Just seen this posted:

http://blog.soluslabs.com/2013/07/29/solusvm-security-audit-update/


----------



## HalfEatenPie (Jul 29, 2013)

I thought they were supposed to be done with that like... a few weeks ago...


----------



## MartinD (Jul 29, 2013)

Think it was more to let people know the external audit is still underway


----------



## Francisco (Jul 29, 2013)

But how many people are going to trust it?

I mean, they've claimed 'outside audits' in the past.

Francisco


----------



## peterw (Jul 29, 2013)

HalfEatenPie said:


> I thought they were supposed to be done with that like... a few weeks ago...

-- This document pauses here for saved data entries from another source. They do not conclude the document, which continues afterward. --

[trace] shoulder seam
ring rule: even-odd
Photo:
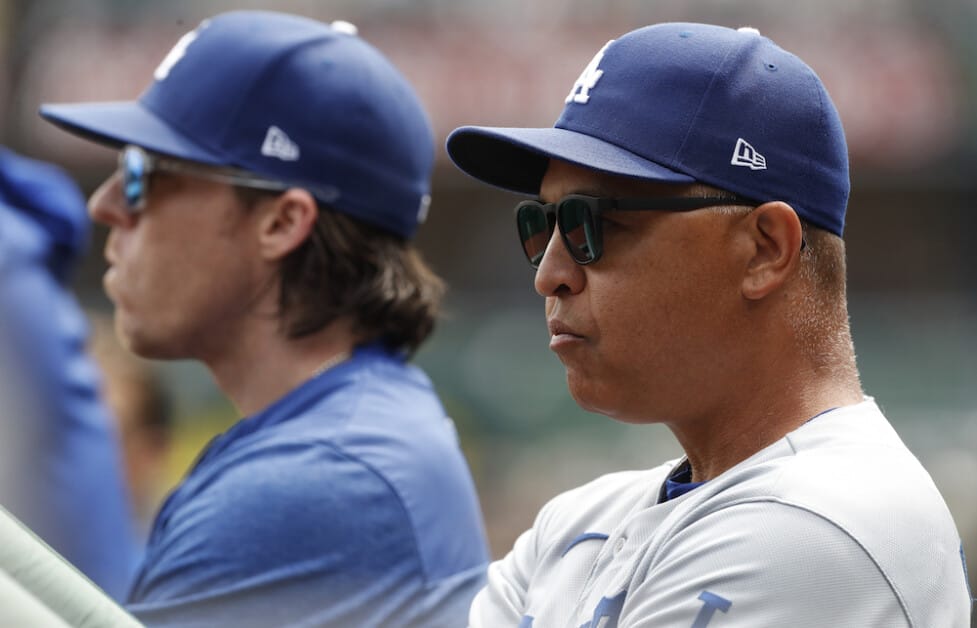
[[[865,547],[865,545],[854,534],[852,534],[849,530],[847,530],[845,527],[843,527],[842,525],[840,525],[837,521],[831,519],[830,517],[824,515],[823,513],[820,513],[818,511],[813,510],[811,508],[808,508],[806,506],[802,506],[800,504],[795,504],[793,502],[788,502],[788,501],[785,501],[785,500],[782,500],[782,499],[778,499],[778,498],[772,497],[772,496],[766,496],[766,497],[763,497],[763,498],[746,498],[746,499],[742,499],[742,500],[739,500],[739,501],[732,502],[732,503],[730,503],[730,504],[724,506],[723,508],[720,508],[720,509],[718,509],[718,510],[716,510],[714,512],[722,512],[724,510],[728,510],[728,509],[734,508],[736,506],[741,506],[741,505],[744,505],[744,504],[761,503],[761,502],[764,502],[764,503],[775,503],[775,504],[779,504],[779,505],[784,506],[784,507],[787,507],[787,508],[792,508],[794,510],[799,510],[799,511],[802,511],[802,512],[809,513],[810,515],[812,515],[814,517],[817,517],[818,519],[821,519],[822,521],[825,521],[826,523],[828,523],[832,527],[834,527],[837,530],[839,530],[846,537],[848,537],[849,539],[851,539],[851,541],[855,545],[857,545],[859,547],[859,549],[862,550],[862,552],[869,558],[869,560],[872,561],[872,564],[875,565],[875,568],[878,570],[879,574],[885,580],[886,584],[889,585],[889,590],[892,591],[893,595],[895,595],[896,596],[896,599],[899,601],[899,607],[902,609],[902,614],[905,616],[906,621],[909,623],[910,628],[912,628],[913,626],[916,626],[916,622],[913,620],[912,614],[909,612],[909,606],[907,605],[905,598],[903,598],[902,593],[895,586],[895,583],[889,577],[889,574],[886,573],[884,569],[882,569],[882,566],[879,564],[878,559],[876,559],[876,557],[872,554],[872,552],[870,552],[868,550],[868,548]]]

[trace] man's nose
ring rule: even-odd
[[[122,179],[118,172],[98,186],[88,199],[88,215],[95,222],[109,227],[124,227],[135,221],[122,194]]]
[[[585,281],[583,267],[573,261],[560,232],[554,230],[536,271],[536,292],[543,297],[576,294],[583,290]]]

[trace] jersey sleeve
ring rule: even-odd
[[[704,517],[644,564],[646,573],[633,580],[640,584],[627,592],[621,628],[918,626],[845,530],[778,502]]]
[[[317,443],[222,459],[164,505],[130,612],[153,626],[400,625],[424,583],[381,476]]]
[[[497,626],[532,626],[527,615],[532,596],[566,598],[572,604],[569,591],[548,591],[545,578],[547,555],[560,546],[561,541],[576,535],[574,522],[567,513],[579,514],[574,504],[583,499],[593,486],[600,486],[605,478],[557,495],[536,515],[533,527],[516,539],[512,550],[488,569],[488,582],[472,602],[469,612],[471,628],[495,628]],[[599,492],[599,491],[598,491]]]
[[[488,582],[472,602],[468,623],[472,628],[518,626],[526,608],[536,561],[535,528],[523,532],[512,550],[488,569]]]

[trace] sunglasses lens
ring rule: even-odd
[[[122,166],[122,193],[126,204],[133,209],[141,208],[143,195],[146,192],[146,154],[130,146],[122,151],[120,165]]]
[[[583,199],[568,198],[557,212],[560,233],[573,259],[587,264],[597,258],[597,234],[590,204]]]
[[[553,233],[553,227],[546,216],[542,205],[535,202],[525,202],[516,210],[516,224],[519,227],[519,240],[522,250],[533,268],[539,266],[546,252],[546,245]]]

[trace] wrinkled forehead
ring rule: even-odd
[[[621,175],[551,159],[540,182],[539,197],[553,202],[568,194],[610,198],[707,196],[727,193],[705,183],[661,183]]]

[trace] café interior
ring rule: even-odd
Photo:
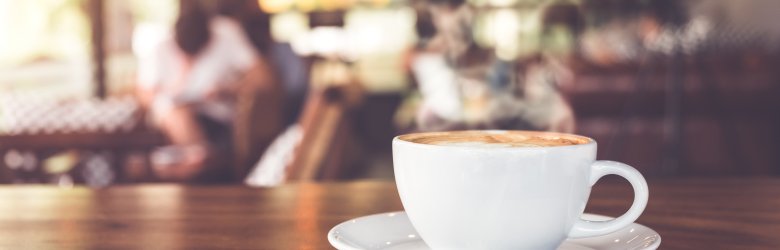
[[[593,138],[598,159],[636,168],[651,192],[638,222],[668,237],[662,246],[717,249],[680,230],[709,224],[665,224],[653,210],[654,188],[711,185],[745,187],[734,195],[771,218],[767,230],[741,228],[755,234],[713,229],[711,242],[780,247],[780,196],[758,201],[746,187],[780,190],[778,13],[761,0],[0,0],[0,211],[19,213],[0,215],[0,232],[44,230],[22,211],[59,218],[46,211],[76,209],[63,197],[100,214],[106,193],[140,211],[156,209],[145,195],[194,188],[216,204],[236,188],[268,211],[276,196],[304,197],[277,201],[296,204],[279,217],[289,227],[254,225],[302,238],[260,230],[276,236],[248,248],[325,249],[328,228],[375,211],[360,205],[376,202],[372,183],[392,185],[395,136],[534,130]],[[343,200],[354,210],[317,210],[331,197],[321,192],[356,192]],[[616,203],[610,216],[628,204]],[[401,209],[388,204],[376,210]],[[77,225],[105,219],[86,213],[48,221],[43,236],[0,236],[0,248],[143,248],[64,232],[102,230]],[[105,230],[131,230],[126,219]],[[186,234],[144,235],[193,248]]]

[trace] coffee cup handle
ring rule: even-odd
[[[634,188],[634,203],[628,211],[612,220],[608,221],[587,221],[578,219],[574,227],[569,232],[571,238],[593,237],[605,235],[634,223],[647,205],[648,189],[647,181],[633,167],[615,161],[596,161],[591,165],[590,186],[606,175],[618,175],[625,178]]]

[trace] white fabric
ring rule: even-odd
[[[295,148],[301,143],[302,138],[301,126],[295,124],[288,127],[263,153],[244,183],[253,187],[272,187],[282,184],[286,177],[286,167],[292,162]]]
[[[420,54],[412,63],[412,71],[423,97],[422,108],[450,122],[460,121],[463,117],[463,103],[455,72],[447,65],[444,56],[436,53]]]

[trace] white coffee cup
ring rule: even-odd
[[[580,144],[528,147],[408,139],[450,133],[563,138]],[[647,183],[636,169],[596,161],[596,141],[571,134],[470,131],[398,136],[393,139],[393,165],[404,209],[433,249],[555,249],[566,238],[605,235],[630,225],[648,197]],[[580,219],[591,186],[611,174],[631,183],[631,208],[610,221]]]

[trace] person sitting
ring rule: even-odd
[[[423,39],[408,58],[420,96],[413,129],[574,131],[558,91],[567,69],[541,54],[509,60],[477,46],[475,12],[463,0],[432,0],[418,14]]]
[[[223,148],[219,141],[229,138],[237,83],[245,77],[275,81],[241,24],[211,16],[198,2],[182,2],[173,33],[141,61],[138,98],[172,143],[153,152],[154,173],[189,181],[208,172],[208,160]]]

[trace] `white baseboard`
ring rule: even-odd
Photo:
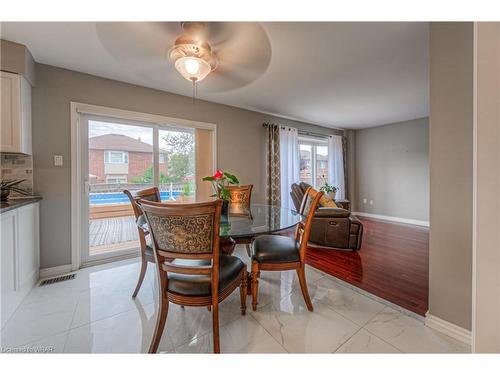
[[[450,323],[441,318],[438,318],[437,316],[431,315],[429,313],[425,314],[425,325],[438,332],[444,333],[447,336],[453,337],[454,339],[463,342],[464,344],[471,345],[472,343],[471,331],[459,327],[456,324]]]
[[[63,264],[62,266],[42,268],[40,270],[40,279],[54,277],[71,272],[71,264]]]
[[[378,215],[378,214],[370,214],[368,212],[353,212],[354,215],[365,216],[373,219],[387,220],[387,221],[395,221],[397,223],[404,224],[413,224],[421,227],[428,227],[429,222],[424,220],[415,220],[415,219],[405,219],[403,217],[396,216],[386,216],[386,215]]]

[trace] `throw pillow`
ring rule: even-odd
[[[330,198],[329,195],[326,195],[326,194],[323,194],[323,196],[319,200],[319,206],[320,207],[338,208],[338,206],[335,204],[335,201],[332,198]]]

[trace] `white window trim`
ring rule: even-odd
[[[120,153],[122,161],[116,162],[111,160],[111,153]],[[106,164],[128,164],[129,158],[128,158],[128,151],[121,151],[121,150],[106,150],[104,151],[104,163]]]
[[[83,225],[82,212],[84,210],[82,196],[88,188],[82,178],[83,160],[80,154],[84,147],[84,135],[82,134],[82,125],[80,124],[80,115],[94,115],[112,117],[124,121],[137,121],[148,124],[153,127],[153,131],[159,129],[206,129],[211,130],[212,136],[212,165],[217,164],[217,125],[213,123],[178,119],[173,117],[153,115],[142,112],[127,111],[123,109],[103,107],[93,104],[70,102],[71,116],[71,270],[76,271],[81,265]],[[153,139],[156,139],[154,137]],[[156,159],[157,160],[157,159]],[[157,182],[156,182],[157,183]]]

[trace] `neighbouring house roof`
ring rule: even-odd
[[[153,146],[122,134],[105,134],[89,138],[89,150],[113,150],[128,152],[153,152]],[[165,149],[160,149],[168,153]]]

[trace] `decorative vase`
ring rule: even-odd
[[[330,191],[330,192],[328,193],[328,196],[329,196],[330,198],[332,198],[332,200],[335,200],[335,195],[336,195],[336,194],[337,194],[337,192],[336,192],[336,191]]]
[[[229,201],[223,200],[222,201],[222,211],[221,211],[221,218],[220,221],[222,223],[227,223],[229,222]]]
[[[10,189],[2,189],[1,190],[1,200],[6,201],[7,198],[9,197],[10,194]]]

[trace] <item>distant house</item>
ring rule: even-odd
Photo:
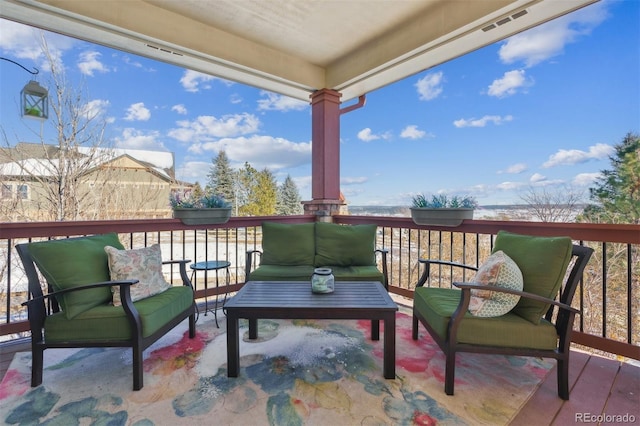
[[[0,221],[171,217],[171,152],[19,143],[0,149]]]

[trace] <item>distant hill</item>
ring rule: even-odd
[[[585,205],[576,206],[575,213],[581,212]],[[349,214],[356,216],[411,216],[408,206],[348,206]],[[518,219],[530,220],[528,209],[523,204],[490,204],[479,206],[474,212],[474,219]]]

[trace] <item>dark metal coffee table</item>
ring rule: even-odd
[[[238,377],[240,370],[240,318],[249,320],[250,339],[258,338],[258,319],[370,319],[371,339],[379,340],[383,320],[383,374],[396,377],[398,306],[379,282],[336,281],[333,293],[313,294],[309,282],[249,281],[225,308],[229,377]]]

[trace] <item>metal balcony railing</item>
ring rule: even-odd
[[[196,275],[196,297],[235,292],[245,281],[246,250],[261,248],[263,221],[313,222],[313,216],[231,218],[207,229],[183,225],[175,219],[91,222],[4,223],[0,227],[0,341],[29,331],[26,281],[14,246],[26,241],[117,232],[127,248],[159,243],[165,259],[228,260],[230,286],[208,286]],[[597,351],[640,359],[640,226],[468,220],[456,228],[415,225],[406,217],[333,217],[340,224],[375,223],[378,248],[389,250],[390,291],[412,297],[418,281],[419,258],[438,258],[478,266],[490,254],[499,230],[529,235],[570,236],[595,249],[583,276],[574,306],[581,310],[573,341]],[[177,270],[165,271],[178,280]],[[470,276],[442,267],[429,285],[450,285]],[[433,274],[433,272],[432,272]],[[462,273],[460,273],[462,274]],[[211,280],[211,277],[209,277]],[[209,281],[211,283],[211,281]]]

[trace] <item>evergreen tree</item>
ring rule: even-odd
[[[200,186],[200,182],[196,181],[196,183],[193,184],[191,192],[194,198],[200,198],[204,195],[204,190],[202,189],[202,186]]]
[[[239,216],[251,216],[255,208],[251,205],[251,192],[256,185],[258,171],[245,162],[244,167],[236,174],[236,203]]]
[[[595,223],[640,224],[640,136],[627,133],[609,157],[611,170],[589,189],[595,204],[587,206],[580,219]]]
[[[207,174],[209,182],[205,191],[209,194],[221,195],[225,200],[233,203],[235,201],[234,175],[227,154],[220,151],[218,156],[213,159],[213,164]]]
[[[265,168],[256,173],[249,192],[249,215],[271,216],[276,214],[277,192],[276,178],[269,169]]]
[[[280,216],[302,214],[300,193],[290,175],[287,175],[282,185],[278,187],[276,214]]]

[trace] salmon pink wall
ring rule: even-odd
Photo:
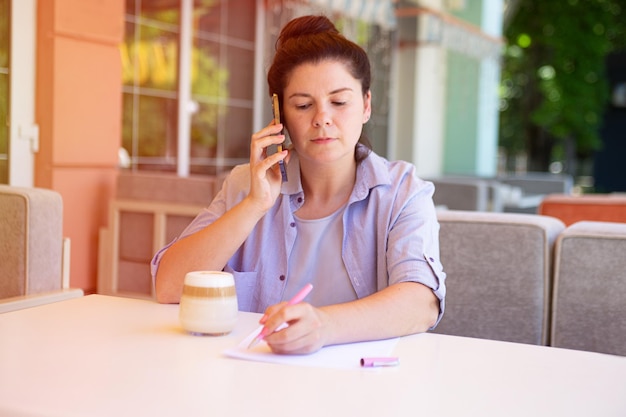
[[[37,32],[35,186],[63,196],[70,285],[95,292],[121,143],[124,0],[40,1]]]

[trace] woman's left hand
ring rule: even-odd
[[[269,331],[264,340],[274,353],[313,353],[328,340],[328,315],[308,303],[273,305],[265,311],[260,323]]]

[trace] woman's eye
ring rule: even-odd
[[[346,104],[346,102],[345,101],[333,101],[333,104],[335,106],[343,106]]]
[[[296,109],[298,110],[306,110],[310,107],[310,104],[296,104]]]

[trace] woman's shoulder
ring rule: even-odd
[[[229,186],[250,185],[250,164],[235,165],[224,179]]]
[[[367,184],[369,202],[378,207],[387,207],[399,214],[405,210],[423,210],[433,205],[434,185],[420,178],[414,164],[403,160],[388,160],[371,153],[369,161],[364,160],[362,184]],[[365,187],[363,187],[365,188]],[[357,188],[357,191],[360,191]],[[360,195],[364,192],[361,191]],[[392,216],[393,217],[393,216]]]
[[[412,184],[413,186],[429,187],[432,183],[423,180],[417,173],[414,164],[404,160],[389,160],[375,152],[370,152],[369,156],[364,160],[373,176],[378,178],[379,183],[387,183],[390,185]]]
[[[235,204],[246,196],[250,189],[250,166],[242,164],[234,166],[224,177],[218,197]]]

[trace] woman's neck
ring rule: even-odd
[[[304,205],[298,217],[318,219],[326,217],[345,205],[356,181],[356,161],[353,164],[324,166],[300,165]]]

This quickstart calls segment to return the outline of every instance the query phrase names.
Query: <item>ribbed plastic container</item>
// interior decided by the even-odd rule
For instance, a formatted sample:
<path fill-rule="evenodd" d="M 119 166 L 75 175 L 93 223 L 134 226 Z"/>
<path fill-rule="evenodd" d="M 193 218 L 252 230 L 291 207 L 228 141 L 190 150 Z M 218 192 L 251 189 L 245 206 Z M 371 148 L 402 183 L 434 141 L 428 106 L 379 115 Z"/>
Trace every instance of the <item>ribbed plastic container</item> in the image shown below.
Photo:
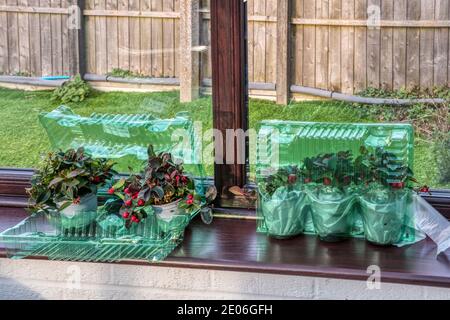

They said on june that their audit was finished and that they are waiting for the external audit... now they say that they just finished the internal audit and the external audit did not start yet. WTF?


----------



## SkylarM (Jul 29, 2013)

meh, this doesn't explain anything.


----------



## HalfEatenPie (Jul 29, 2013)

SkylarM said:


> meh, this doesn't explain anything.



Haha.  

This explains that their internal audit is done (and has resulted in several patches being released).  This also states that the promised external audit will begin soon.


----------



## Damian (Jul 29, 2013)

Second week of August? Pfft.


----------



## ryanarp (Jul 29, 2013)

I am sure by then, most will have gotten close to having their own solutions. I know people are hard at work to make it happen.


----------



## jarland (Jul 29, 2013)

Damian said:


> Second week of August? Pfft.


It should all be complete by August 32.


----------



## HalfEatenPie (Jul 29, 2013)

jarland said:


> It should all be complete by August 32.


 

Ha!  I see through your tricks!  

I'm smart.


----------